WHYY radio host Marty Moss-Coane tells a story about how, two years ago, she booked author Salman Rushdie, the man who had lived under a fatwa — under pain of death — and who for years had feared for his life. He knew a thing or two about anonymity, but he breezed in the front door, signed his name in the visitors’ register for anyone to see, and sat near the window, visible to passers-by. Two months later, Moss-Coane had LaBan on. He came into the waiting area wearing a box on his head, with two holes cut out for his eyes. He had come in the back door and insisted that the windows be papered over for his visit. The box, LaBan notes, was suggested by an ’HYY security guard.
All the spycraft may seem a bit much, but in his previous job, as food critic for the New Orleans Times-Picayune, LaBan faced several instances of counterespionage. Once, he answered the doorbell to a bulb-flash and the receding image of a photographer scurrying away. Celebrity chef Emeril Lagasse was rumored to have hired a private investigator to get a picture of him. In Philadelphia, many restaurateurs have gotten their hands on copies of a private photograph from LaBan’s wedding. (He’s heard rumors it was filched from his trash by a waiter who used to be his neighbor.) And as serious as LaBan is about staying incognito, he is otherwise quite laid-back and outgoing.

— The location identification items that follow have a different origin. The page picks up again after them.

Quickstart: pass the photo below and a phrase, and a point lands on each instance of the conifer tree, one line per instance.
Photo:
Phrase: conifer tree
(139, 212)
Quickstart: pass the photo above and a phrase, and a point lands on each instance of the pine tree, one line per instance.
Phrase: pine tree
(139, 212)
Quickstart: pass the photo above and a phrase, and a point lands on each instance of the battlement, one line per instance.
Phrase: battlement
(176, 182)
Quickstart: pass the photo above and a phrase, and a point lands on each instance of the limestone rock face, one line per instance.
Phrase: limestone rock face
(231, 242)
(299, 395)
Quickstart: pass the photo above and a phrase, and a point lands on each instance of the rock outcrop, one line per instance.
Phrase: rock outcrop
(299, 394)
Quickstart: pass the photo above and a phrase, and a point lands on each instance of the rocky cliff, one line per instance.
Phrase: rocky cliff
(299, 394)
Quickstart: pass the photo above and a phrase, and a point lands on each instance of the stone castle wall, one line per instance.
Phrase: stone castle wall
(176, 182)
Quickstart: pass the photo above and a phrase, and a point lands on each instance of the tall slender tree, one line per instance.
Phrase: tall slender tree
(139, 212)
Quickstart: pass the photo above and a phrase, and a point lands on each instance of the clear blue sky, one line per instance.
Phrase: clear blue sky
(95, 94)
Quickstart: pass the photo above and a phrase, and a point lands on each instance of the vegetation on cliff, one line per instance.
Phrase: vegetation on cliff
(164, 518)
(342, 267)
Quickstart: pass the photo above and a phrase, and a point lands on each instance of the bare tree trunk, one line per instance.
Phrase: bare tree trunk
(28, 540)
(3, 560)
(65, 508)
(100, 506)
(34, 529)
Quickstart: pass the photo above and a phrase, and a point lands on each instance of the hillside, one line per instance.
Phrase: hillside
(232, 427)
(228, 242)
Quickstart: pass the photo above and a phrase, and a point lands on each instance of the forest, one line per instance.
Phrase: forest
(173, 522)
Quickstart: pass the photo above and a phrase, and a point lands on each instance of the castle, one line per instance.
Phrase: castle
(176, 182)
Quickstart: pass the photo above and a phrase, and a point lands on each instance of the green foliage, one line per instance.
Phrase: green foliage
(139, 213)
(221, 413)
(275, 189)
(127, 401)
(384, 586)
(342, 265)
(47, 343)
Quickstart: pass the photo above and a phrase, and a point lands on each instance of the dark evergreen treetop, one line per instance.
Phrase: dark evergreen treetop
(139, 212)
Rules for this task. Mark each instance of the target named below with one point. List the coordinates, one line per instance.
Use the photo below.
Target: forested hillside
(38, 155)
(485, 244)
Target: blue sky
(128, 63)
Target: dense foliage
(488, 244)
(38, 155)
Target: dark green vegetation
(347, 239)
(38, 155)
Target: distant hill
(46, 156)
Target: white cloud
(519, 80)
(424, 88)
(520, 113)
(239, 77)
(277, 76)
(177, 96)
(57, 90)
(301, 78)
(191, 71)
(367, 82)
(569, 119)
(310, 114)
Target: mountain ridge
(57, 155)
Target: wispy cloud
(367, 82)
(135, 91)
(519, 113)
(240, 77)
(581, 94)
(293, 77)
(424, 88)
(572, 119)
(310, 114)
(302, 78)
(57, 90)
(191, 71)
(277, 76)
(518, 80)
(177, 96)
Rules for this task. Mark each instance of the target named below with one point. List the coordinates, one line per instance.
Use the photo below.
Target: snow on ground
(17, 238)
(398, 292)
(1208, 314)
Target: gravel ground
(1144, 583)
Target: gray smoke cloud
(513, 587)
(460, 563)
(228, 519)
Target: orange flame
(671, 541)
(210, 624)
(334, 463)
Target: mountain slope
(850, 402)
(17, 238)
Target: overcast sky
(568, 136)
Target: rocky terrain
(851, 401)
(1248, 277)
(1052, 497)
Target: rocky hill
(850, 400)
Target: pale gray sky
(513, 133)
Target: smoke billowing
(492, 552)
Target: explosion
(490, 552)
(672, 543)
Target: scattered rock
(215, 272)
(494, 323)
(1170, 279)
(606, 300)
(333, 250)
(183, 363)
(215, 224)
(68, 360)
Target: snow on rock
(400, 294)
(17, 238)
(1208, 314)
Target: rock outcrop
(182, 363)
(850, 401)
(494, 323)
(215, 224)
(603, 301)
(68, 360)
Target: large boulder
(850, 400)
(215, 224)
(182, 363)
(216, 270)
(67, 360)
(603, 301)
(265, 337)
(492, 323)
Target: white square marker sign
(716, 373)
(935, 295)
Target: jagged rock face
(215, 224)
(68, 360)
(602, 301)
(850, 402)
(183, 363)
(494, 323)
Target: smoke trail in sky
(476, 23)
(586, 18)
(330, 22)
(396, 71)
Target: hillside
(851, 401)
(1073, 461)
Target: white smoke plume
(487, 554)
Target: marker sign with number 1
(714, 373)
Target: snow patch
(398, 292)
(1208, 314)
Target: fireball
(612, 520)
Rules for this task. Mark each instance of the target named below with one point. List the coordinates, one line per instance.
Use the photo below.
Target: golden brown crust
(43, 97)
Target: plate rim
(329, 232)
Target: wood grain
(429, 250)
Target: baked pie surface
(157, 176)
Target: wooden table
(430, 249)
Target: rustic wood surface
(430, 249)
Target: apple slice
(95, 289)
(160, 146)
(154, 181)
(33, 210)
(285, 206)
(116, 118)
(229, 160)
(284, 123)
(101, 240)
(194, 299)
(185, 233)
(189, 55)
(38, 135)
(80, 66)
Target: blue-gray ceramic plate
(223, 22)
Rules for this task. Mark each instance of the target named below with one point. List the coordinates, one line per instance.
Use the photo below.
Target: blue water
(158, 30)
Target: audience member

The rationale for anonymity boils down to the Heisenberg principle: Things change when they are observed. In her recent memoir, Mimi Sheraton, the former Times critic, enumerates the ways in which a restaurant hip to the presence of a critic can game the system — cooking two versions of everything in order to choose the better one, selecting the most elegant vegetables and cuts of fish, giving the sauce extra attention, assigning a dedicated server to the critic’s table. Ironically, LaBan, who is as rigorous as any critic about preserving anonymity, maintains there is little a restaurant can do to appear better than it is. “You’d be shocked by how often I’ve had crappy food or service at places where they recognized me,” he says.